26 Apr 2017, 12:15 p.m.
Main Plenary (Sala Verde)
High levels of mistrust in governments and politicians around the world, connected to anti-elitist sentiments among both liberal and conservative citizens, has signaled a need for effective strategies and technologies that support monitorial citizenship.
"Monitorial citizenship is a form of civic engagement in which people independently track issues or communities of interest in order to be prepared to take action when necessary.
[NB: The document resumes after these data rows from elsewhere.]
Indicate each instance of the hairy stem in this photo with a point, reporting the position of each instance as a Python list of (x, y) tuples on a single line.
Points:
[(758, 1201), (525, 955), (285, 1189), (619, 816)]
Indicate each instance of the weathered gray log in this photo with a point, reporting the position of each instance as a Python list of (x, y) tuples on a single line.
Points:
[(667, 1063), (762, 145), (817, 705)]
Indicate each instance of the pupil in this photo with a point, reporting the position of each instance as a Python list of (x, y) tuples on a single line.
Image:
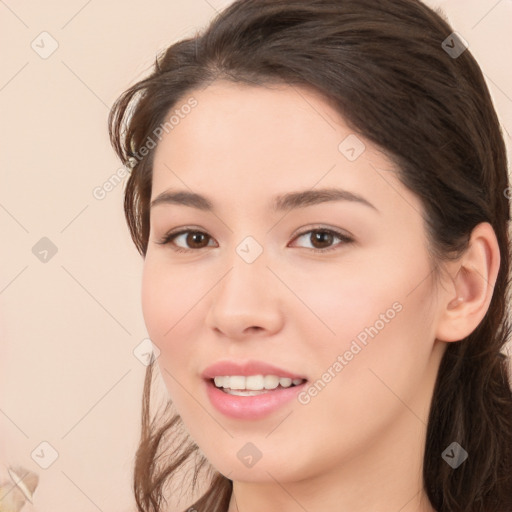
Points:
[(195, 234), (320, 235)]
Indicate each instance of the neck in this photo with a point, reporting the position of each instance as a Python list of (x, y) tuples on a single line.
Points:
[(385, 476)]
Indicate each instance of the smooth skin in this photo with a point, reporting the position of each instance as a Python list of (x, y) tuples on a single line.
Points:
[(358, 445)]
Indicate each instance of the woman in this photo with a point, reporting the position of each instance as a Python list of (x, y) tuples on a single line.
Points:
[(319, 191)]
Common activities of the monitorial citizen include collecting information, sharing stories and insights, co-ordinating with networks of other civic actors, and pursuing accountability for institutions and individuals and their perceived responsibilities" (Graeff forthcoming).
With the outcome of the 2016 American presidential election, in particular, we are seeing increased interest in monitorial practices from both citizens and technologists, who have responded by developing new digital tools.
But because many projects recreate the design features of existing tools, there is a significant and immediate need to know what does and does not work.
Prior technologies for monitorial citizenship have been documented under names like sousveillance (Mann 2002), social monitoring (Fung et al. 2013), and accountability technologies (Offenhuber & Schechtner 2013), and they have been deployed for a range of endeavours from activism to participatory governance to disaster response (Madianou, et al. 2016).
This paper is a qualitative meta-analysis of the existing literature and additional original case studies, organising monitorial citizenship tools into thematic groups by their theories of change and design features. Based on the success of prior work, Erhardt proposes a set of design principles for tools supporting civic activities such as accountability, critique and solidarity, and insurrectionism, alongside recommendations for deployment.